I think I cannot find any better answer, so answering my own question.
Cause.
There are many languages using non-spacing modifiers for characters. For European languages, there are substitutions, e.g. "u" (U+0075) + "¨" (U+00A8) = "ü" (U+00FC)
. In this case, solution by @tchrist is quite sufficient.

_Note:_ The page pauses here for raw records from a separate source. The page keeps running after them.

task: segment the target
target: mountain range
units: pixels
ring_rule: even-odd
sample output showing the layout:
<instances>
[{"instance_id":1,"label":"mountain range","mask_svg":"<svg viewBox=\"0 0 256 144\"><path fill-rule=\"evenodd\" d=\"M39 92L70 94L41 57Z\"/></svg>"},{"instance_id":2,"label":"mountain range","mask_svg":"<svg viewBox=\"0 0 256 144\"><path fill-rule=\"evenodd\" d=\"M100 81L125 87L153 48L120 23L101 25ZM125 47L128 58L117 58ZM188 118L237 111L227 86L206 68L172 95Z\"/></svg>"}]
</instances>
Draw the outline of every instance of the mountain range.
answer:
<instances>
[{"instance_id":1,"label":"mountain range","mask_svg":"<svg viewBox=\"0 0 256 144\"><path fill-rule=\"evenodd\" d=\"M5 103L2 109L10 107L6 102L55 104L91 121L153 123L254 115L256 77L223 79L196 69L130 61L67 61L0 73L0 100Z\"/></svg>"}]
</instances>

However, for complex writing systems, there is no substitution for non-spacing modifiers. Therefore, NUnit's TextMessageWriter.WriteCaretLine(int mismatch)
treats mismatch
parameter as a byte offset, while screen representation of Thai string may be shorter than the length of caret line ("-----^"
).
Solution.
Force WriteCaretLine(int mismatch)
to respect non-spacing modifiers, reducing mismatch
value to the number of non-spacing modifiers occurred before this offset.
Implement all supplementary classes that are actually needed only to make your new code invoked.
Along with Thai, I have tested it with Devanagari and Tibetan. It works as expected.
Yet another pitfall. If you're using NUnit with Visual Studio through ReSharper like I do, you have to configure your Internet Explorer's fonts (it cannot be managed with R#) so that it used proper monospaced fonts for Thai, Devanagari, etc.
Implementation.
- Inherit
TextMessageWriter
and override its DisplayStringDifferences
;
- Implement your own
ClipExpectedAndActual
and FindMismatchPosition
- here are non-spacing modifiers are respected; Proper clipping is needed since it may also impact calculation of non-spacing elements.
- Inherit
EqualConstraint
and override its WriteMessageTo(MessageWriter writer)
so that your MessageWriter was used;
- Optionally, create a custom wrapper for simple invocation of custom constraint.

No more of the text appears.